A higher value of likelihood, a higher probability that this redshift is the true one. So you can see z=2.3 gives log likelihood = -649, which is the highest value among the test redshifts.
Nice! You see now we don't need to plot the figures, but we are still able to tell which redshift is closer to the true one.
So now, imagine doing this for 10,000 times for 10,000 different test redshifts...
# 10,000 test redshifts, from 2 ~ 5
test_redshifts = np.linspace(2, 5, 10000)
sample_log_likelihoods = []
# loop over all of the test redshift, fit the GP to the data, get the likelihood value
for i, z_qso in enumerate(test_redshifts):
# [fit the GP to the data] set the data and interpolate the model
z_qso_gp.set_data(
wavelengths,
flux,
noise_variance,
pixel_mask,
z_qso=z_qso,
normalize=True,
build_model=True,
)
# [get the likelihood value]
sample_log_likelihoods.append(z_qso_gp.log_model_evidence())
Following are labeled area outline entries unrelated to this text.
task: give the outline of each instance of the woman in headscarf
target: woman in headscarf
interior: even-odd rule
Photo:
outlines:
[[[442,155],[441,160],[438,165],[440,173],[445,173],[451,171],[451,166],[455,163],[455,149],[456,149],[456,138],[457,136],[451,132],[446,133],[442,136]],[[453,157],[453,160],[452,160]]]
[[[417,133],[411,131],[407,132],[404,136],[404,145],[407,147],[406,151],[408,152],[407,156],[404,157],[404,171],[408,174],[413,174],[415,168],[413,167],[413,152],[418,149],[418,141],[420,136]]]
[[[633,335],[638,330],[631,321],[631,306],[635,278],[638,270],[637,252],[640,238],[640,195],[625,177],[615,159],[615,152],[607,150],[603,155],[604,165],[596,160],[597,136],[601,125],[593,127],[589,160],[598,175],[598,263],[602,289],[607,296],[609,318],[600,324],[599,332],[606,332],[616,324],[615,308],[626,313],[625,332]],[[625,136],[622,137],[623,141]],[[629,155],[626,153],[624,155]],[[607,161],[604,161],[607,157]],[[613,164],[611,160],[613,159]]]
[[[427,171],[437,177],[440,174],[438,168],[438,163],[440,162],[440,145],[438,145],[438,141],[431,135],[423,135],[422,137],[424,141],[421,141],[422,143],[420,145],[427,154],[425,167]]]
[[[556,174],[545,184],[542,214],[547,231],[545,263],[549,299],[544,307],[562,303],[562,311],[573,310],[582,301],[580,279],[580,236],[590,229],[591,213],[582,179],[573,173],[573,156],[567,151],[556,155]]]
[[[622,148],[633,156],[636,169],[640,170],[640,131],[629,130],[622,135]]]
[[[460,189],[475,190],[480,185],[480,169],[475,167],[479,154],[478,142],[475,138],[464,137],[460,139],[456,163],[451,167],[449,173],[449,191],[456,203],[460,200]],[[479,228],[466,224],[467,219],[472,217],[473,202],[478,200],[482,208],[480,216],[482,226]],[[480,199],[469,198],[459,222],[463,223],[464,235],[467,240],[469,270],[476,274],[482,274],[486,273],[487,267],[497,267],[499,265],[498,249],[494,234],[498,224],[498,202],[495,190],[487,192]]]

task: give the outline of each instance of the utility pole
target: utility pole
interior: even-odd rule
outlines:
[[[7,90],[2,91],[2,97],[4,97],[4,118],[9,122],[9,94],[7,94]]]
Now you have 10,000 likelihoods! But how do we know which one gives the best value?
The easiest way is to just plot all of the likelihoods as a function of redshifts.
# Plot the likelihoods as a function of redshifts, this helps visaulize the behaviour of the model
plt.figure(figsize=(12, 5))
plt.plot(test_redshifts, sample_log_likelihoods)
plt.xlabel("Test Redshifts")
plt.ylabel("log likelihoods")
Text(0, 0.5, 'log likelihoods')
The highest likelihood is around 2.25 ~ 2.5. We can do argmax (finding the index for the maximum value) to get the exact value.
# find the redshift gives the highest likelihood
idx = np.argmax(sample_log_likelihoods)
# the predicted redhisft is the redshift gives the highest likelihood
z_pred = test_redshifts[idx]
z_pred
2.3075307530753078
# compare with the value in the catalog
(z_pred - z_qsos[nspec]) / z_qsos[nspec]
-0.0006784196280842801
The relative error is ∼0.06%, compared with the value reported in the SDSS database.